West Coast ports are “big ship ready” today with deep harbors and large marine terminals, and will be in an even better position by the time East Coast ports begin handling mega-ships via the enlarged Panama Canal in 2015, port executives told footwear importers meeting in Southern California.
The Port of Long Beach recently welcomed the largest container ship to call in North America -- Mediterranean Shipping Company’s Beatrice -- with a capacity of 13,798 20-foot container units, said Ken Uriu, the port’s marketing manager.
“Who is big ship ready? Los Angeles and Long Beach are today and will be more so tomorrow,” Uriu told the annual meeting of the Footwear Distributors and Retailers of America.
Uriu noted that the major West Coast gateways of Seattle, Tacoma, Oakland, Los Angeles and Long Beach all have the 50-foot harbors, or deeper, needed to accommodate vessels of 8,000-TEU to more than 13,000-TEU capacity that are in service today in the eastbound Pacific.
Except for the Virginia ports and Baltimore, which have 50-foot channel depths, other East Coast gateways must spend hundreds of millions of dollars to deepen their harbors in anticipation of the Panama Canal enlargement project that is scheduled for completion in 2015, Uriu said.
While the East Coast ports are doing the necessary environmental studies or are seeking federal assistance for harbor deepening projects, West Coast ports are addressing the landside issues needed to accommodate mega-ships, he said.
Construction has begun in Long Beach on the $1.5 billion Middle Harbor terminal that will have an annual capacity of 3 million TEUs at full build-out. Long Beach also intends to build a new terminal on a greenfield site at Pier S. The EIR for that project should come out in December, Uriu said.
Many of the terminals in Southern California also plan to bring in full automation or partial automation in order to handle the big ships more efficiently, said Christopher Chase, marketing manager at the Port of Los Angeles.
Several terminal operators, including TraPac and Eagle Marine in Los Angeles and Middle Harbor in Long Beach have announced plans to introduce automated cargo-handling equipment that operates more efficiently and is less polluting than traditional diesel-powered equipment.
Chase said each of the 14 marine terminal operators in the port complex is looking at automation in its own way, and given the large costs involved in automating and electrifying a facility, projects will be developed gradually over the next 10 years.

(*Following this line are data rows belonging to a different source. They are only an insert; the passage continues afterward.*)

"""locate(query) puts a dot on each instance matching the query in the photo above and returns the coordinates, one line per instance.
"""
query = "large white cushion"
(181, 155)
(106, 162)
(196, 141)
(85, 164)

In addition to providing deep harbors and modern marine terminals, the rail-dependent West Coast ports are investing in expanded and improved on-dock and near-dock intermodal facilities and roadway infrastructure in the harbor area, said Sue Coffey, manager of commercial strategy at the Port of Tacoma.
“The best way for West Coast ports to compete is to invest in infrastructure,” she said.